At some point in the conversation they’d become a team, doing everything they could to sign the best country and western singer he’d heard in a long time.

“No. I do appreciate the offer, though.” Beau took a swig of beer from a long-neck bottle.

“Do you mind telling me why?”

He glanced around. “I can’t leave Clyde.”

“Your father is all for this. In fact, he’s the one who told us about you.”

Beau tipped his chair onto the back legs and picked at the label on his beer bottle. “Clyde’s not my daddy, he’s my granddad.”

“Oh.”

“My parents died in a car accident, when I was a kid. I don’t remember ’em at all. We were livin’ in New Orleans at the time.” The chair rocked down on four legs. “It took ’em a while to find Pops. He was a musician out on the road touring. When he found out what happened he quit the road, came and got me, and brought me back here. He gave up his dream of stardom to give me a home. I can’t leave him now.”

Jack pinched the bridge of his nose. “What’s so special about now?”

“He’s dying, Jack. Mimi didn’t tell you?”

“No, man.
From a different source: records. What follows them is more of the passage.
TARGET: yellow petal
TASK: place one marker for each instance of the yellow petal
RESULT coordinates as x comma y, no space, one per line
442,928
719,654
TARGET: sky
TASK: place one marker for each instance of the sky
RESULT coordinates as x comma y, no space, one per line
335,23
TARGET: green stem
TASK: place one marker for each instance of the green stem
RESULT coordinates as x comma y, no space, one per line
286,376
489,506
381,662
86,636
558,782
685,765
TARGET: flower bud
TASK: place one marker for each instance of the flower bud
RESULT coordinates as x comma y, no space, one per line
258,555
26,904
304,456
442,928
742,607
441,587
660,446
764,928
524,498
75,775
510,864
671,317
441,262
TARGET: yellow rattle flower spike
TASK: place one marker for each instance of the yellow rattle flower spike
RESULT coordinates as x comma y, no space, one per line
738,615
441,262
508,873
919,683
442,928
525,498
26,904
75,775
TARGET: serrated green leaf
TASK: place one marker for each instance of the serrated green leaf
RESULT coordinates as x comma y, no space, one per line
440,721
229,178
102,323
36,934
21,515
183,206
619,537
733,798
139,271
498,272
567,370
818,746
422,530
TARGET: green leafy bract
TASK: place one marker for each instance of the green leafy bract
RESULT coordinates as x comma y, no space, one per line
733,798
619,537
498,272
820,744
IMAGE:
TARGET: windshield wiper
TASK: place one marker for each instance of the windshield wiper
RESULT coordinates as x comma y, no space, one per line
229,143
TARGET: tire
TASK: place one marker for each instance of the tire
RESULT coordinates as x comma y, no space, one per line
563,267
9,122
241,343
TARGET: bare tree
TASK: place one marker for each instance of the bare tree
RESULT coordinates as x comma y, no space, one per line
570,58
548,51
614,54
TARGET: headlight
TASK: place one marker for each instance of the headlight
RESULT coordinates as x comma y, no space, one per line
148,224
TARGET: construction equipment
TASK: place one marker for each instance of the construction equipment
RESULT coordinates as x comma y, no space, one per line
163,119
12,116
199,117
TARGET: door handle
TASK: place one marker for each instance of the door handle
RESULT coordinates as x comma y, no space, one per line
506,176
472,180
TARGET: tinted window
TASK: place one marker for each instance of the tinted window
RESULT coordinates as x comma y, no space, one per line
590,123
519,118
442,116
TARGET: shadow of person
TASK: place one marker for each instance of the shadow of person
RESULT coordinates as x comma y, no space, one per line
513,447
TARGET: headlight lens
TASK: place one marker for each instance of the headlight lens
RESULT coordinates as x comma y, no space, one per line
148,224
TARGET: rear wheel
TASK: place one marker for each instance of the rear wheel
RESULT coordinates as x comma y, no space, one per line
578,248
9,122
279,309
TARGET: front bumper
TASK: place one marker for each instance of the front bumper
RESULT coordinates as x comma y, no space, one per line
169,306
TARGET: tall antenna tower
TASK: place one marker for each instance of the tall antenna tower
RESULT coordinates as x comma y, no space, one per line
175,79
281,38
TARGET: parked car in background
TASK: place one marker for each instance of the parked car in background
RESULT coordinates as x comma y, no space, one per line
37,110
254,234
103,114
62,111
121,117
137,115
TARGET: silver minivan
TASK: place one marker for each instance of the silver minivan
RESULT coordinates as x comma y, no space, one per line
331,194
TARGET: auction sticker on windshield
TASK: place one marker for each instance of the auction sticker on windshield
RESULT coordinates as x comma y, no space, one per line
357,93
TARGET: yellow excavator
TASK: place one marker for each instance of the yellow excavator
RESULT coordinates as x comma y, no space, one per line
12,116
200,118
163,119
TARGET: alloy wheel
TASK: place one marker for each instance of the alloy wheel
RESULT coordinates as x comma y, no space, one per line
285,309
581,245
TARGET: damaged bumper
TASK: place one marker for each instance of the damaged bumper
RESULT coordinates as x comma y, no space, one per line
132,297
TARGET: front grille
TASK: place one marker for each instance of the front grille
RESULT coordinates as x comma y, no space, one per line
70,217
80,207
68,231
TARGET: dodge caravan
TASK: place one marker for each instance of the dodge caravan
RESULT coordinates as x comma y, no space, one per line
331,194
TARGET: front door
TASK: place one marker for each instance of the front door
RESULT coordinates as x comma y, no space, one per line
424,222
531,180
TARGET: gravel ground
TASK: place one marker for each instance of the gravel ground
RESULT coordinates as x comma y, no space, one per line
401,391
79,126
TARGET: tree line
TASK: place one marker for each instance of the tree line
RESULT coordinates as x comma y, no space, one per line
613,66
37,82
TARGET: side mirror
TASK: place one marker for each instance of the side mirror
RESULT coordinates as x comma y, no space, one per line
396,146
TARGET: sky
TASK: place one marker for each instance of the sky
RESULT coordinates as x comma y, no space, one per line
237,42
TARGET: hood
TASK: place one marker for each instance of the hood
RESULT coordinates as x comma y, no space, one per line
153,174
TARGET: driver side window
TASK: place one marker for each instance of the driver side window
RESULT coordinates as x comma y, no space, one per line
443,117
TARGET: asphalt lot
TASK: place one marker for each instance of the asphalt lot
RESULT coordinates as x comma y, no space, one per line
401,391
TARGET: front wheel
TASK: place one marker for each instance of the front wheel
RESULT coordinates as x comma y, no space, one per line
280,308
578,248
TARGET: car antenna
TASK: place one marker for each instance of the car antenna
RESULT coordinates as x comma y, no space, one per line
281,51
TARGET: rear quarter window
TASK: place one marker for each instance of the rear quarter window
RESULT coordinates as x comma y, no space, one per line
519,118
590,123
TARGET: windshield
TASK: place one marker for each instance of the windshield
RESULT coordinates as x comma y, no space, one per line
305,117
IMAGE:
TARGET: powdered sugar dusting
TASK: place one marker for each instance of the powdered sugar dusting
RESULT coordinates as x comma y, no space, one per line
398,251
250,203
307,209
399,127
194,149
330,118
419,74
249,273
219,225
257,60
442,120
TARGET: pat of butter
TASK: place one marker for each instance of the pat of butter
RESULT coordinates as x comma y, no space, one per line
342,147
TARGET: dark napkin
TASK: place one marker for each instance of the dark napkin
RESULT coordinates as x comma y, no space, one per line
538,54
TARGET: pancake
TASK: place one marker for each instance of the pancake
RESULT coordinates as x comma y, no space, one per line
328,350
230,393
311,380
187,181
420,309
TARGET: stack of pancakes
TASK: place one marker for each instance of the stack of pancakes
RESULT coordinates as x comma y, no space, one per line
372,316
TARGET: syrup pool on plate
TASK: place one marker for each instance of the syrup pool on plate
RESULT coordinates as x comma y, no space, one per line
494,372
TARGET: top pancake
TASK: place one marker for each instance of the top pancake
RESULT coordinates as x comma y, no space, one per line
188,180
I’m sorry.”

Beau shrugged. “It’s life. He’s got cancer. They haven’t given him much time, but the ol’ coot refuses to believe it’s as bad as they say. It’s probably why he’s doin’ as well as he is.” He glanced over to where Clyde was telling some story and grinned. “He’s the best. I’m a lucky bastard. I’d do anything he wanted me to, but this. I won’t leave him now.”

Jack could wait until the guy was ready. “I don’t have a card right now, but I’ll give you my number, because this is an open-ended offer.”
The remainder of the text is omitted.